Dimension Hermes Agent OpenClaw
Philosophy Self-improving depth Universal breadth
Skills Auto-created, self-improving Human-written, marketplace
Memory FTS5 + user modeling MEMORY.md + daily notes
Channels 15+ platforms 24+ platforms
Stars 48k 360k
Security 0 CVEs 9+ CVEs
Stability More stable (fewer crash reports) 3–4 crashes/day reported

Sources

Questions

Open

  • Will the GEPA self-evolution approach become standard for all agent frameworks, or is it too complex for mainstream adoption?
  • How does Honcho's user modeling compare to Claude Code's CLAUDE.md approach at scale (months of use)?
  • What is Nous Research's roadmap for Hermes Agent — is v1.0 imminent?
  • Can the self-evolution system be trusted to not degrade skills over time (evolutionary dead ends)?

Answered

  • Q: Does Hermes Agent require a GPU? — No.
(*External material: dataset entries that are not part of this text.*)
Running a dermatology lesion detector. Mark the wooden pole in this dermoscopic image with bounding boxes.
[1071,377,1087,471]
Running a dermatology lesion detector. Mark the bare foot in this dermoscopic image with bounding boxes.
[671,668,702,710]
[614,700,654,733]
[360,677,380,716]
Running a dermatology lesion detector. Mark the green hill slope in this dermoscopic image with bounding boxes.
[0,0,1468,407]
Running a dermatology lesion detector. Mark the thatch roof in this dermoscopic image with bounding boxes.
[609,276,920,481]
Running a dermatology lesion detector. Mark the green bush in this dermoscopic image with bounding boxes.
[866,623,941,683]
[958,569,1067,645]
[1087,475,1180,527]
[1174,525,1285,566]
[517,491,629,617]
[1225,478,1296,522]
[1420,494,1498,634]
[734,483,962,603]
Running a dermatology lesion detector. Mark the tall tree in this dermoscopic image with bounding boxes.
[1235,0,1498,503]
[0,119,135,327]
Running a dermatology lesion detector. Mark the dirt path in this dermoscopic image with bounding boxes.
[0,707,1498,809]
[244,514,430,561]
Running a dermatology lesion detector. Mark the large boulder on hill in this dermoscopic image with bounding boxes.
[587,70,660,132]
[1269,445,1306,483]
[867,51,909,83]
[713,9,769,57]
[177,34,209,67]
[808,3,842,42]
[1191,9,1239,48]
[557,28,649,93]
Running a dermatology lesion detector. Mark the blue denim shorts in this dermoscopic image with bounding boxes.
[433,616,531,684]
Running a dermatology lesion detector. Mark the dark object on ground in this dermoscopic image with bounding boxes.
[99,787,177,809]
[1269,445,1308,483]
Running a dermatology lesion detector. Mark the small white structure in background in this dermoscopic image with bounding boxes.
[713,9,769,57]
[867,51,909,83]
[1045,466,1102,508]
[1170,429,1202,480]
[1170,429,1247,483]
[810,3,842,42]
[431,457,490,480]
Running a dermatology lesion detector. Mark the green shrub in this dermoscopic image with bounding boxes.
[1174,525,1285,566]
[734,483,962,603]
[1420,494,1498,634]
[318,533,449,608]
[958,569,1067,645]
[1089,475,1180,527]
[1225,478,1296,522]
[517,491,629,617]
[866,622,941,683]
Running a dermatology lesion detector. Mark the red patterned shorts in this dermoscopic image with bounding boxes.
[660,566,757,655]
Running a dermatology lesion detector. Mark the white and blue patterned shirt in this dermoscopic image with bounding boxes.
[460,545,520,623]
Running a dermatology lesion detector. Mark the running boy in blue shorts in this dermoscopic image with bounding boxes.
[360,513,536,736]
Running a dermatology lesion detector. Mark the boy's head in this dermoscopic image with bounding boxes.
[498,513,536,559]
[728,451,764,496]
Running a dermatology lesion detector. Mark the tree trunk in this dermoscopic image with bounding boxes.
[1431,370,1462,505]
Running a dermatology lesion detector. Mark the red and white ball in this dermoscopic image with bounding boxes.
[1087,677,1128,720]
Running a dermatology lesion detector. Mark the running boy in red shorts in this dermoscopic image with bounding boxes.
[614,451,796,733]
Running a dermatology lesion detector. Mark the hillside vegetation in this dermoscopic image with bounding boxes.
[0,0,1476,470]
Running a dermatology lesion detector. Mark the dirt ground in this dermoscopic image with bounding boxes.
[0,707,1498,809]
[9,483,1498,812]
Operates entirely via LLM API calls. Self-evolution also uses API calls, not local training.
  • Q: Can it work with Claude as the LLM? — Yes. LLM-agnostic; works with Claude, GPT, DeepSeek, Gemini, Ollama, etc.
  • Q: How does it compare to OpenClaw? — Hermes maximizes depth of learning (self-improving skills, persistent memory); OpenClaw maximizes breadth of integration (24+ channels, 13k+ marketplace skills).